Hewlett-Packard (HP) and Microsoft developed a new colour space, sRGB, which is specifically suited for operating systems and Internet. In sRGB the gamma value is 2.2. It is not a perfect colour space as CIE's XYZ. But it is representative of the majority of the devices on which colour is viewed by average computer user. The new colour system helps to create substantial degree of consistency among the various devices [3].

Figure 3.  (a) Additive colours (Light) (b) Subtractive colours (Pigments)
CMYK MODEL
The RGB colour model that is based on additive mixing of colours is suited for printing purposes. Printing press produces an image by reflective light. This falls into category of colour generation by subtractive process. Refer Fig. 3 for further understanding. The secondary colours that are used in printing are Cyan, Magenta and Yellow. Cyan pigment will absorb red light and reflect all other colours. Likewise magenta will absorb green and yellow will absorb blue. Black colour may be produced by cyan, magenta and yellow.   But it will be muddy-looking black. Carbon black that is used to produce black in printing is cheaper than coloured pigments. These are the two reasons that make four colour model as standard. The colours are cyan, magenta, yellow and black (CMYK) [4].

OTHER MODELS
The RGB and CMYK are the primary colour models used for display and printing. Few other models like YUV, YIQ, CIELAB, CIELUV, HSI, HLS, and HSV color models are used for specific applications. 

YUV MODELS
Television broadcasting carries colour pictures from one place to another and projects the pictures on Television screens. Colour reproduction in screens is performed using additive mixing. Thus obvious choice of colour space should be RGB. But Television and Video systems seldom use the RGB as it is bandwidth inefficient. Next, when colour television broadcast was introduced in way back in 1950s there were lots of B&W TV sets. To cater to monochrome TVs the colour broadcast was made backward compatible. It means old B&W TVs can receive colour TV signals but B&W signals only projected on the screen. Our eye is sensitive to luminance variations than chrominance variations. Thus RGB colours were transformed to YUV colour space. Where Y stand for luminance and U and V contain colour information. Video engineers piggy-backed colour information on the TV composite signal to conserve bandwidth. Thus colour TV signals consumed same bandwidth as monochrome signals (6 to 7 MHz). This was an engineering marvel. The YUV space is used by PAL (Phase Alternation Line, Europe and Asia), NTSC (National Television System Committee, USA), and SECAM (French system) colour TVs [5],[6].

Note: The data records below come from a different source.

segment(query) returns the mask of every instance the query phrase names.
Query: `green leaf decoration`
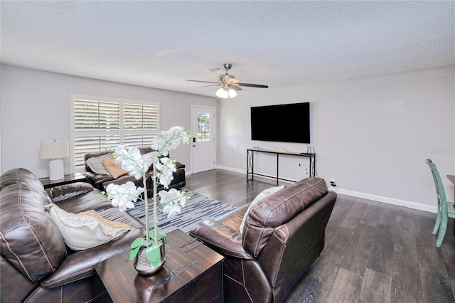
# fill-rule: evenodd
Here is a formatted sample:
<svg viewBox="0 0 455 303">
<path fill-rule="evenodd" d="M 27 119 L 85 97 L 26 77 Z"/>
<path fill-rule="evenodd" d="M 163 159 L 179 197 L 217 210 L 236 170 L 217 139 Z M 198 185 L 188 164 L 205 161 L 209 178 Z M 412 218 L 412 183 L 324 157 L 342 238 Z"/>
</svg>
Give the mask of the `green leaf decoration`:
<svg viewBox="0 0 455 303">
<path fill-rule="evenodd" d="M 159 245 L 150 246 L 145 249 L 147 260 L 154 266 L 158 266 L 161 260 L 161 253 Z"/>
<path fill-rule="evenodd" d="M 129 260 L 132 260 L 136 257 L 137 253 L 139 252 L 141 247 L 147 247 L 147 243 L 144 238 L 138 238 L 131 243 L 131 251 L 129 252 Z"/>
</svg>

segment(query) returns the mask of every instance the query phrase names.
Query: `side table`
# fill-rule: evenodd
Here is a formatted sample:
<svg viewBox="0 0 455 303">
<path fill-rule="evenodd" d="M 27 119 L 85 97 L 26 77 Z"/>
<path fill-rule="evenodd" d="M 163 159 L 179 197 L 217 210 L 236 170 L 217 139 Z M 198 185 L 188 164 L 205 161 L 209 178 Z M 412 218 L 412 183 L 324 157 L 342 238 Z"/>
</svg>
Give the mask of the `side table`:
<svg viewBox="0 0 455 303">
<path fill-rule="evenodd" d="M 50 180 L 48 177 L 40 178 L 39 180 L 44 186 L 45 189 L 76 182 L 89 182 L 88 179 L 85 178 L 85 176 L 79 173 L 66 174 L 63 176 L 63 179 L 58 180 Z"/>
<path fill-rule="evenodd" d="M 167 234 L 169 250 L 161 270 L 139 275 L 129 261 L 129 250 L 97 264 L 96 287 L 105 287 L 114 302 L 223 302 L 224 257 L 181 230 Z"/>
</svg>

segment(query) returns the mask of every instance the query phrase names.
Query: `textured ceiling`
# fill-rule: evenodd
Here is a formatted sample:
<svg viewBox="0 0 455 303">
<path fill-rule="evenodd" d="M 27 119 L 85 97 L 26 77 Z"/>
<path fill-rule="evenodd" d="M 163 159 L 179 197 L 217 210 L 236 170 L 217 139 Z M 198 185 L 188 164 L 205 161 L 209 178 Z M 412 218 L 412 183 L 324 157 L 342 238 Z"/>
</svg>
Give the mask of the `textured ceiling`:
<svg viewBox="0 0 455 303">
<path fill-rule="evenodd" d="M 2 64 L 214 96 L 455 65 L 455 1 L 0 1 Z M 240 94 L 263 88 L 242 87 Z"/>
</svg>

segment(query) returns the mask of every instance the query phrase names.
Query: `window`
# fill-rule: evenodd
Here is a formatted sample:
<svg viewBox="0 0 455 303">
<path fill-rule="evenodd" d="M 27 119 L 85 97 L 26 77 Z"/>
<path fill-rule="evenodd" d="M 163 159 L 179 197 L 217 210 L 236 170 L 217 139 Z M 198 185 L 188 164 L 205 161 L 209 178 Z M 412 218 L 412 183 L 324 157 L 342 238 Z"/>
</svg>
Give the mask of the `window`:
<svg viewBox="0 0 455 303">
<path fill-rule="evenodd" d="M 159 103 L 84 97 L 71 100 L 75 169 L 84 167 L 84 154 L 89 152 L 119 144 L 151 146 L 159 132 Z"/>
<path fill-rule="evenodd" d="M 210 112 L 198 112 L 197 142 L 210 141 Z"/>
</svg>

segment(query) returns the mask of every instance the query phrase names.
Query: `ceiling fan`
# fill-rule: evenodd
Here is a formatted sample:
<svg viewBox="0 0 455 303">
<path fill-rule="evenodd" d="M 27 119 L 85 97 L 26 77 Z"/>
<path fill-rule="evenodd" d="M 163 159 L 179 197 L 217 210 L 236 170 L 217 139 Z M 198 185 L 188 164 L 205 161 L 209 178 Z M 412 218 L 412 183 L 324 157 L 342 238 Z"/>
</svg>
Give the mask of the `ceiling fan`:
<svg viewBox="0 0 455 303">
<path fill-rule="evenodd" d="M 218 82 L 201 81 L 199 80 L 187 80 L 187 81 L 214 83 L 212 85 L 220 85 L 221 87 L 220 87 L 220 89 L 216 92 L 216 95 L 220 98 L 233 98 L 237 95 L 235 90 L 242 90 L 240 86 L 261 88 L 267 88 L 269 87 L 269 85 L 262 85 L 260 84 L 242 83 L 241 80 L 237 79 L 233 75 L 229 75 L 228 71 L 232 67 L 232 64 L 225 63 L 222 67 L 225 71 L 225 73 L 218 76 Z M 213 68 L 212 70 L 209 70 L 209 71 L 216 71 L 218 70 L 219 70 L 219 68 Z"/>
</svg>

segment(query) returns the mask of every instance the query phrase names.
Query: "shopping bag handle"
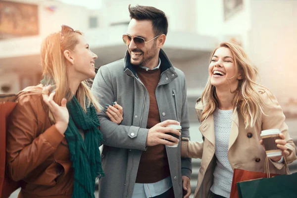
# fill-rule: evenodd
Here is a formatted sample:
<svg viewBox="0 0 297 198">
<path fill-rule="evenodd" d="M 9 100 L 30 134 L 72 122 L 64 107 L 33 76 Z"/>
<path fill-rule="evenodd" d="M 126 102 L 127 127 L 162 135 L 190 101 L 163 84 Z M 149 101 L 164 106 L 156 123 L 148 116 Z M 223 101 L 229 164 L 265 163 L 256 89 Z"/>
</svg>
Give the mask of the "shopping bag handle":
<svg viewBox="0 0 297 198">
<path fill-rule="evenodd" d="M 284 157 L 284 160 L 285 161 L 285 174 L 286 175 L 290 175 L 291 173 L 290 172 L 290 170 L 289 169 L 289 167 L 288 166 L 288 163 L 287 163 L 287 159 L 286 159 L 286 157 Z M 265 167 L 264 171 L 265 173 L 267 174 L 267 178 L 270 178 L 270 172 L 269 171 L 269 160 L 268 159 L 268 157 L 266 155 L 266 158 L 265 158 Z"/>
</svg>

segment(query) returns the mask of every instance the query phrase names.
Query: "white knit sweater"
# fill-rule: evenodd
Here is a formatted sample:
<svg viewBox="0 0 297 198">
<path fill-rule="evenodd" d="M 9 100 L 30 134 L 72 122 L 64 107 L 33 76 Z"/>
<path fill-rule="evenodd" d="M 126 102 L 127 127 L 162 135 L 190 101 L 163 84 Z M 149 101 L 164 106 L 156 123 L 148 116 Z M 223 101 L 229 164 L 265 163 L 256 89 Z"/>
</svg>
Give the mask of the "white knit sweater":
<svg viewBox="0 0 297 198">
<path fill-rule="evenodd" d="M 210 190 L 225 198 L 230 196 L 233 177 L 233 170 L 227 156 L 233 110 L 217 108 L 213 113 L 217 164 Z"/>
</svg>

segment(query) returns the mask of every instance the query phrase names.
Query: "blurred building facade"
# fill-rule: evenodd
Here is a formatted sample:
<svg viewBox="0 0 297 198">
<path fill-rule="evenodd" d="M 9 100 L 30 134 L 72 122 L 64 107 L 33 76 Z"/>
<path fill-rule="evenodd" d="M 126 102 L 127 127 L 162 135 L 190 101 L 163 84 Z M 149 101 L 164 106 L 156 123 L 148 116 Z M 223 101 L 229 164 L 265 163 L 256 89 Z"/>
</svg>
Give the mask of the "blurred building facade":
<svg viewBox="0 0 297 198">
<path fill-rule="evenodd" d="M 207 79 L 210 53 L 223 41 L 241 44 L 259 68 L 262 84 L 281 104 L 285 107 L 290 98 L 297 99 L 293 91 L 297 88 L 297 1 L 102 0 L 98 9 L 58 0 L 0 1 L 0 94 L 38 83 L 42 39 L 62 24 L 85 33 L 98 55 L 97 67 L 122 58 L 126 47 L 121 38 L 130 21 L 131 3 L 155 6 L 166 14 L 169 31 L 163 49 L 185 73 L 193 120 L 193 107 Z"/>
</svg>

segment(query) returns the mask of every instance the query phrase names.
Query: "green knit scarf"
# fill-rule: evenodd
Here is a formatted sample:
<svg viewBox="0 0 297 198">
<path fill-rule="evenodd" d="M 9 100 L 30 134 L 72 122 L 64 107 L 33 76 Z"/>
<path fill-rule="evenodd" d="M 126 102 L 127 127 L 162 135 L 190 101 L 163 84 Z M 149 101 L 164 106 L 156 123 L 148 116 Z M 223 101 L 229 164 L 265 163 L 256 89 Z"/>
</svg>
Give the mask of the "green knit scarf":
<svg viewBox="0 0 297 198">
<path fill-rule="evenodd" d="M 84 111 L 75 96 L 67 103 L 69 122 L 65 132 L 74 169 L 73 198 L 94 198 L 95 182 L 104 176 L 99 147 L 103 136 L 96 110 L 93 105 Z M 85 142 L 78 129 L 84 132 Z"/>
<path fill-rule="evenodd" d="M 96 110 L 93 105 L 84 111 L 75 96 L 67 103 L 69 122 L 64 135 L 74 169 L 73 198 L 94 198 L 95 182 L 104 176 L 99 147 L 103 136 Z M 84 132 L 85 142 L 78 129 Z"/>
<path fill-rule="evenodd" d="M 44 86 L 54 85 L 53 80 L 45 76 L 41 82 Z M 54 85 L 52 85 L 53 89 Z M 75 96 L 69 101 L 67 108 L 69 122 L 64 135 L 68 144 L 70 160 L 74 169 L 73 198 L 94 198 L 97 178 L 104 176 L 99 147 L 103 136 L 99 130 L 99 119 L 91 104 L 86 113 Z M 85 141 L 79 129 L 84 131 Z"/>
</svg>

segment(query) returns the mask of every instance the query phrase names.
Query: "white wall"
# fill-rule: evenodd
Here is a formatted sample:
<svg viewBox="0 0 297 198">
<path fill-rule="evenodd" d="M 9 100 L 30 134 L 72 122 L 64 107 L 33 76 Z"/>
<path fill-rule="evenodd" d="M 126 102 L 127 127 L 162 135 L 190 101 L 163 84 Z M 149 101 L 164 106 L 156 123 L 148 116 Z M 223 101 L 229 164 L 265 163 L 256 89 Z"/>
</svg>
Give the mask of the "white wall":
<svg viewBox="0 0 297 198">
<path fill-rule="evenodd" d="M 297 1 L 251 0 L 248 52 L 262 83 L 281 101 L 297 98 Z"/>
<path fill-rule="evenodd" d="M 245 46 L 247 32 L 251 28 L 249 4 L 249 0 L 244 0 L 243 8 L 225 20 L 222 0 L 196 0 L 197 32 L 215 36 L 220 42 L 234 37 Z"/>
<path fill-rule="evenodd" d="M 2 91 L 0 88 L 3 85 L 7 85 L 11 86 L 11 90 L 7 93 L 4 93 Z M 13 73 L 3 74 L 3 75 L 0 74 L 0 94 L 15 94 L 19 91 L 18 75 Z"/>
</svg>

The conversion equations between R'G'B' and YUV is given below 

Y = 0.299R ́ + 0.587G ́ + 0.114B ́

U= – 0.147R ́ – 0.289G ́ + 0.436B ́

V = 0.615R ́ – 0.515G ́ – 0.100B ́

YIQ colour space is a variant of YUV and used in NTSC systems. Here I stand for In-phase and Q stands for quadrature. Digital Video standard ITU-R BT.601 (International Telecommunication Union - Recommendation) uses YCbCr which again a scaled version of YUV. Here Cb and Cr represent chrominance signals. The High Definition Television (HDTV) uses ITU-R BT.709 standard. The primaries used in this colour space closely correspond to the contemporary monitors.

Source
  1.  A Guided Tour of Color Space [Online] http://www.poynton.com/papers/Guided_tour/abstract.html
  2.  Introduction to colour science [Online] http://www.techmind.org/colour/
  3. sRGB: A Standard for Color Management - NEC SpectraView - spectraview.nec.com.au/wpdata/files/40.pdf (PDF, 1.1 MB)
  4. Rafael C. Gonzalez and Richard E.Woods, Digital Image Processing, 2nd edition, Pearson Education.
  5. Keith Jack, Video Demystified: A Handbook for the Digital Engineer 4th edition, Newnes Publishers
  6. Noor A. Ibraheem,  Mokhtar M. Hasan,  Rafiqul Z. Khan,  Pramod K. Mishra, "Understanding Color Models: A Review", ARPN Journal of Science and Technology, vol. 2, no. 3, April 2012, pp.265 -- 275.